Following his inauguration, President Donald Trump began to set various tariffs on foreign goods imported into the United States. A tariff is a tax on imported goods from one country to another, when the country exporting the goods is affected by the tax as people are less likely to purchase the product.
Trump stated that multiple countries would be subject to a minimum 10% tariff in a speech given at the White House on April 2. Separately, Trump had put in place specific tariffs for Canada, Mexico and China at the start of Feb. There was a 25% tariff set on products coming in from Canada and Mexico, and a 84% tariff on products imported from China. President Trump was able to establish this practice under the International Emergency Economic Powers Act.
Tariffs have been used throughout U.S. history, starting with the Tariff Act of 1798; other occasions include during the Great Depression and after World War II.
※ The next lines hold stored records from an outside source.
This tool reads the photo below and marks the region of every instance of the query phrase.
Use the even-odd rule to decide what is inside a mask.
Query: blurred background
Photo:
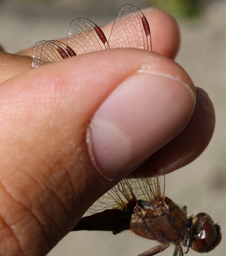
[[[15,53],[42,40],[66,37],[72,20],[90,19],[98,26],[115,17],[124,4],[155,5],[177,20],[181,44],[176,61],[215,105],[215,134],[206,150],[188,166],[166,176],[167,196],[190,213],[206,212],[226,233],[226,1],[224,0],[0,0],[0,43]],[[154,44],[154,42],[153,42]],[[225,235],[208,256],[224,256]],[[32,242],[32,241],[31,241]],[[156,245],[129,231],[71,232],[48,256],[136,256]],[[172,255],[173,246],[160,254]],[[198,255],[190,250],[189,256]]]

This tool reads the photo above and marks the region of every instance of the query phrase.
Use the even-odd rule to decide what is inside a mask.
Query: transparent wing
[[[152,51],[147,21],[137,7],[121,7],[115,18],[108,40],[110,48],[132,48]]]
[[[68,45],[76,54],[105,49],[108,43],[101,29],[89,19],[74,19],[70,26]]]
[[[128,203],[142,200],[154,204],[165,199],[165,175],[161,150],[129,176],[118,183],[95,202],[86,213],[88,216],[108,209],[127,211]]]
[[[47,41],[38,42],[36,43],[33,48],[32,53],[32,68],[38,68],[40,64],[40,57],[41,50],[43,45],[47,42]]]
[[[40,41],[33,50],[32,67],[37,68],[75,55],[74,51],[63,43],[56,40]]]

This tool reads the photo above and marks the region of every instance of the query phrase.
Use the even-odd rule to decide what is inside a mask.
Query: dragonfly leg
[[[139,254],[138,256],[153,256],[153,255],[155,255],[155,254],[164,251],[169,246],[170,244],[160,245],[152,248],[150,250],[148,250],[146,252]]]

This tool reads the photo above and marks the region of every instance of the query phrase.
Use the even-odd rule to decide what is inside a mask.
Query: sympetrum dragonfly
[[[108,41],[96,24],[86,19],[76,19],[70,25],[67,45],[56,41],[35,44],[32,67],[90,51],[122,47],[151,51],[147,20],[140,10],[131,5],[124,6],[119,10]],[[73,230],[108,230],[116,234],[130,230],[160,243],[139,256],[154,255],[170,243],[176,246],[173,256],[183,256],[189,247],[199,252],[214,249],[221,239],[220,226],[215,225],[206,213],[189,216],[186,206],[180,209],[165,196],[161,151],[152,159],[151,165],[138,168],[132,176],[97,200]],[[161,192],[160,180],[162,179]],[[182,246],[187,247],[185,253]]]

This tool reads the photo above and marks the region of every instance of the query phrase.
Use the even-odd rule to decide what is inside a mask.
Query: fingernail
[[[119,85],[97,111],[87,143],[97,169],[109,179],[148,157],[178,135],[195,96],[179,78],[139,70]]]

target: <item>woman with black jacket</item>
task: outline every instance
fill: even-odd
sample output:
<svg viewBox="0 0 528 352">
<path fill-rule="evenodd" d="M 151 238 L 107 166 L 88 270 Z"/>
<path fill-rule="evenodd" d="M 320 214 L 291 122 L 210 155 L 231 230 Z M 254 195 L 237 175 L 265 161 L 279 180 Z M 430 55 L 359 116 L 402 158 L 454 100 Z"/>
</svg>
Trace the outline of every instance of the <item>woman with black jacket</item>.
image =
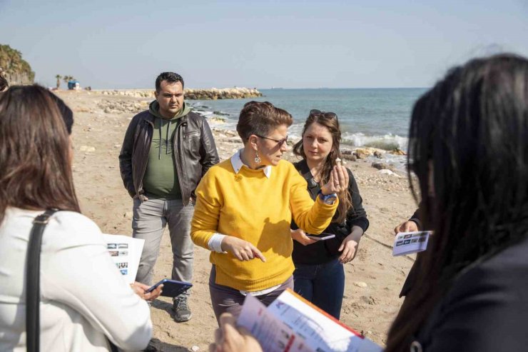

Michael DePaolo, Del Val economics and U.S. history teacher, explained that there are a few main causes for governments to apply tariffs.
“Traditionally, tariffs are used for four reasons,” DePaolo said. “Tariffs are created to raise revenue, protect domestic industries, increase the sales of domestic products and protect consumers who may disagree with how goods are produced in foreign countries.”
As other countries pay more for their goods to enter the U.S., the government is receiving that money. Businesses will then begin to sell those items at a higher price, ultimately affecting the buyers.
“As consumers, it hurts our wallets as well,” DePaolo said. “This is one of the many negative impacts that tariffs have on the community.”
Tariffs often result in a decrease in competition within domestic industries, which leads to inefficiency in production.
Relations between nations are also at risk with the rise of tariffs.
“If there are tensions between countries, it could result in a trade war,” DePaolo said.
The formal name for a trade war is an “unproductive economic cycle of retaliation,” which occurs when countries are continuously increasing tariffs and causing a reduction in global trade.
Other countries, including Canada, have begun to retaliate, placing their own tariffs on certain U.S. products, meaning that the prices of items like electronics, hygienic products, clothing and chocolate are expected to rise.
All of these impacts can factor into inflation and cause the economy to fluctuate. DePaolo encouraged everyone to stay informed about these expected economic changes.
“Follow what’s on the news, be a smart shopper,” DePaolo said. “Allsides.com and Investopedia are great resources to stay up to date. The more educated we are about the tariff system and what’s going on with the economy, the better decisions we will make as consumers.”